Joanna probó ser idéntica a su padre en algo más: bebía como si no hubiese un mañana, y lo hacía sin acusar ningún efecto discernible mientras echaba un cigarrillo de vez en cuando también. En las ocho horas que estuvieron ambos en el salón solapándose el uno al otro para evadirse de hacer lo que debían, Joanna contándole miles de anécdotas de su padre y Spock escuchándolas todas con enorme paciencia; la hija del médico había bebido ya unas diez tazas de un whiskey que halló en una cava disimulada como una cómoda cualquiera.

—La última vez que lo vi fue cuando tenía dieciséis —quitó la vista de la taza y la llevó hacia la oscuridad enmarcada por los ventanales—. Me molesté porque no había dado su autorización para hacerme un piercing.
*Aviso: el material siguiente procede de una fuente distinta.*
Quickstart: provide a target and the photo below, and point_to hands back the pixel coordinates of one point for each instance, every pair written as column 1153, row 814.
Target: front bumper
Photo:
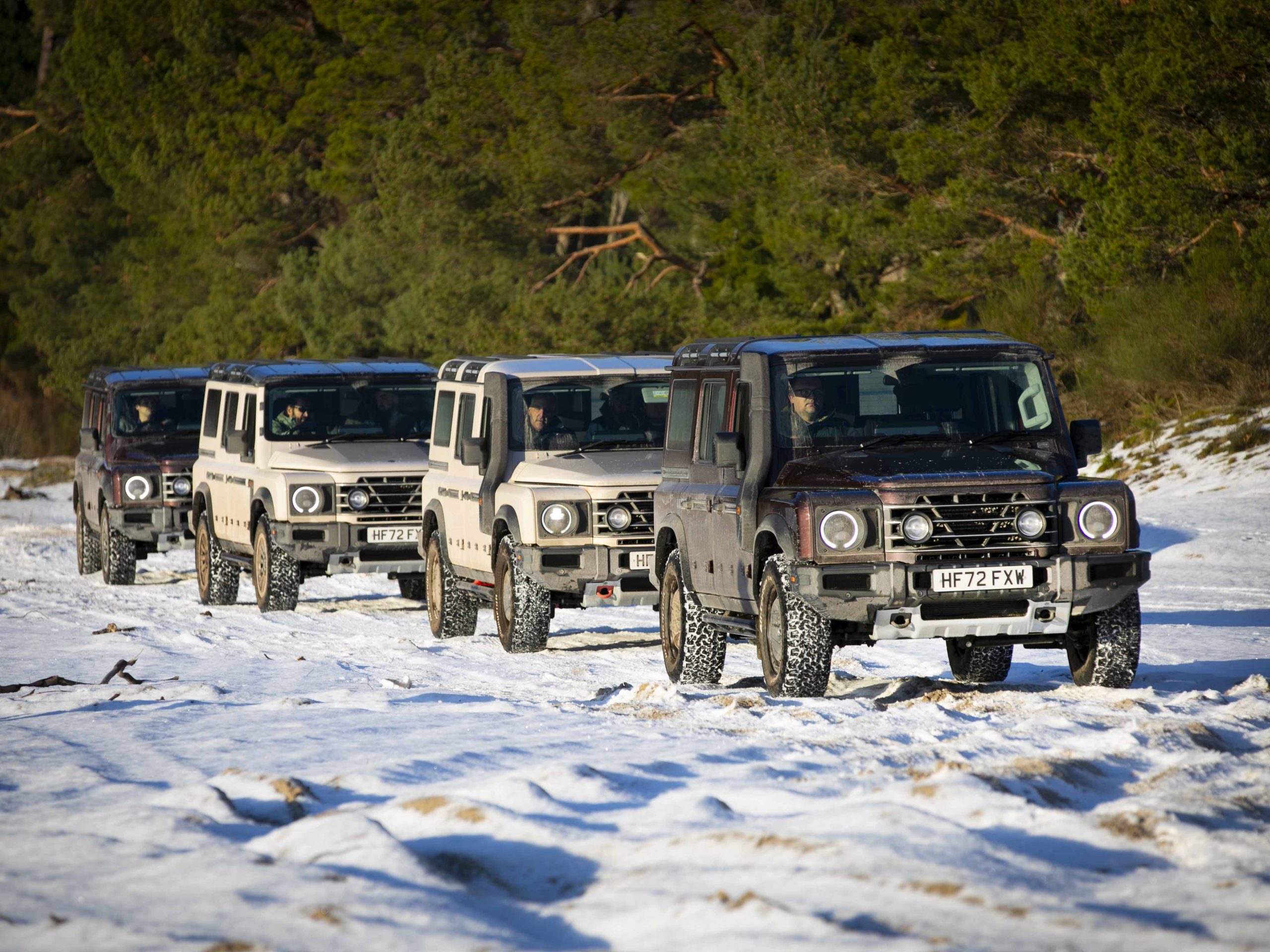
column 166, row 527
column 341, row 547
column 897, row 602
column 596, row 573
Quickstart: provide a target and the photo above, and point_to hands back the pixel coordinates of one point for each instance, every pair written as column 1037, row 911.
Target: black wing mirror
column 1086, row 440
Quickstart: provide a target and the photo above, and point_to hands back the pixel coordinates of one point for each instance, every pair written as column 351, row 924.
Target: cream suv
column 540, row 489
column 307, row 469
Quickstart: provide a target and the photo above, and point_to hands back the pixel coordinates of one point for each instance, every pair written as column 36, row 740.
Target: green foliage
column 235, row 178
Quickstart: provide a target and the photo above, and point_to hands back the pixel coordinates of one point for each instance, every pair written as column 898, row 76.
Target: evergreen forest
column 187, row 180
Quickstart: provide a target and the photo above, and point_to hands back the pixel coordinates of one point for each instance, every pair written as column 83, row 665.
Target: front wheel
column 1103, row 649
column 794, row 640
column 275, row 574
column 693, row 649
column 451, row 611
column 119, row 554
column 522, row 607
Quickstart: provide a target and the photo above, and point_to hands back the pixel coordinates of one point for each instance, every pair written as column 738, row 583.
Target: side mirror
column 1086, row 440
column 728, row 450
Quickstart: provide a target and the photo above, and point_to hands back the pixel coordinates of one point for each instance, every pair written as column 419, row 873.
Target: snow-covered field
column 337, row 778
La siguiente vez que me pidió vernos, lo dejé esperándome en una heladería del centro. Estaba muy molesta con el divorcio. Creí que era un buen modo de castigarle, de hacerle ver que no tenía derecho a opinar sobre mí luego de habernos dejado. Yo conocía a mi papá, sabía que iba a estar furioso por mi falta de consideración, pero la siguiente vez que hablamos por videollamada… no lo mencionó en lo absoluto. Tuvimos otros conflictos luego, y traté de evadir sus llamadas también. Luego mi mamá decidió volverse a casar, y él enlistarse para la Flota Estelar. «Genial», pensé. No le importo a nadie. Ya no volví a tomar ninguna de sus llamadas o audios después, a pesar de que los hiciera cada tres meses. Tampoco a abrir sus correos.

Joanna suspiró hondamente, las comisuras de sus labios temblaron con violencia.

—Mi papá no era un santo, ¿sabe? —pasó el dorso de su mano por los rabillos de los ojos, tosió—. Es obvio. A veces no sabía tener dignidad. ¡Pegar gritos no es tener dignidad, por el Gran Ave de la Galaxia! Puede ser que supiera plantar una buena pelea, pero uno como contrincante sabe siempre que por muchos golpes que él lanzara, en el fondo las ofensas le habían llegado y lastimado. Claro que le ofendió que lo dejara en esa heladería, pero no me dijo nada porque… prefería que lo humillara, perder su autoridad conmigo, a enemistarse con su hija.

Sí, pensó Spock, así era el doctor McCoy. Un tipo dispuesto a ceder en escenarios delicados, a dejarse humillar —si cabía— de vez en cuando, con tal de no perder a quienes más apreciaba y quería.

—Mi papá sólo quería estar conmigo. Es… tan simple. Sólo quería estar conmigo —la mujer tartaleó, su respirar entrecortado le dificultaba el hablar—. ¿Los vulcanianos creen en algo?

—¿Creer como creer en una religión o una ideología?

—Precisamente —Joanna resonó su nariz.

—Creemos en las enseñanzas de Surak.

—¿Y qué dicen ésas sobre el Más Allá?

¿Más Allá? Spock consideró unos minutos su respuesta. El concepto de Más Allá que tenían los vulcanos era tan dispar del que tenían los terrestres, que temía no podérselo explicar sin traerle más dudas a la mente o confundirla si es que ella poseía alguna creencia.

—No son comparables nuestros dichos a lo que dictan las tradiciones terrestres más longevas —le respondió.

—Mi padre no creía en nada. Yo tampoco —dijo y volvió a su taza con más pesadez, con más melancolía—. Quisiera creer en algo ¿sabe? Pensar que su consciencia ha ido a algún sitio.

Y desde su lugar en ese sofá, Spock se halló a sí mismo deseando irracionalmente lo mismo.